Par un mémoire en défense enregistré le 8 août 2023, le ministre de l’économie, des finances et de la souveraineté industrielle et numérique conclut au rejet de la requête.
Il fait valoir que les moyens de la requête de M. A ne sont pas fondés.
Par une ordonnance du 17 juillet 2024, la clôture de l’instruction a été fixée au 17 août 2024 à 12h.
En application de l’article R. 611-7 du code de justice administrative, le tribunal a informé les parties par un courrier du 4 février 2025 qu’il était susceptible de regarder comme irrecevable le moyen tiré du défaut de consultation du ministre de l’intérieur soulevé dans le mémoire enregistré le 30 juillet 2024, qui se rattache à une cause juridique distincte de celle de la requête introductive d’instance.
Par un mémoire enregistré le 4 février 2025, M. A a fait part de ses observations en réponse au courrier du 4 février 2025.

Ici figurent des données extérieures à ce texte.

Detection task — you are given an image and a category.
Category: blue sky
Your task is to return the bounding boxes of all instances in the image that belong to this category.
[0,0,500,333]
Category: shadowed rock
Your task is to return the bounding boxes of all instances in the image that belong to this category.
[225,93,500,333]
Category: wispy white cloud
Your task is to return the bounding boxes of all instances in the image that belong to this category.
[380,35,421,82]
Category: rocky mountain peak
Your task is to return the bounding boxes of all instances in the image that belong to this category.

Vu les autres pièces du dossier.
Vu :
— le code des pensions civiles et militaire de retraite ;
— la loi n°57-444 du 8 avril 1957 ;
— le code de justice administrative.
En application de l’article R. 222-13 du code de justice administrative, la présidente du tribunal a désigné M. Myara, vice-président, pour statuer sur les litiges visés audit article.
Les parties ont été régulièrement averties du jour de l’audience.
Ont été entendus au cours de l’audience publique du 6 février 2025 :
— le rapport de M. Myara,
— les conclusions de M. Nicolas Beyls, rapporteur public ;
— les observations présentées par Me De Surville, représentant M. A.
Considérant ce qui suit :
1.M. A, ancien commissaire général de la police nationale a été mis à la retraite d’office par mesure disciplinaire par décret du Président de la République du 3 juin 2021. Ayant déposé sa demande de retraite le 29 juin 2022, avec une date d’effet souhaitée au 1er juillet 2021, une pension civile de retraite lui a été concédée, sous le numéro B 22048055 H, par un arrêté du 1er août 2022, avec effet au 22 juillet 2021. Par des courriels des 28 juillet,10 août et 13 septembre 2022, M. A a demandé la révision de sa pension au motif qu’elle ne comprenait pas la bonification du cinquième attribuable aux fonctionnaires des services actifs de la police nationale en application de la loi du 8 avril 1957 instituant un régime particulier de retraites en faveur des personnels actifs de la police. Par courriel du 21 septembre 2022, le ministre chargé du budget a rejeté sa demande. Par courrier du 10 novembre 2022, M A, par la voie de son conseil, formait un recours gracieux. Par courrier du 6 décembre 2022, le ministre a rejeté le recours gracieux. Par la présente requête, M. A demande l’annulation de ces décisions.
2. Lorsqu’il est saisi d’un litige en matière de pension, il appartient au juge administratif, en sa qualité de juge de plein contentieux, de se prononcer sur les droits de l’intéressé en tenant compte de l’ensemble des circonstances de fait qui résultent de l’instruction, et aussi, le cas échéant, d’apprécier, s’il est saisi de moyens en ce sens ou au vu de moyens d’ordre public, la régularité de la décision en litige.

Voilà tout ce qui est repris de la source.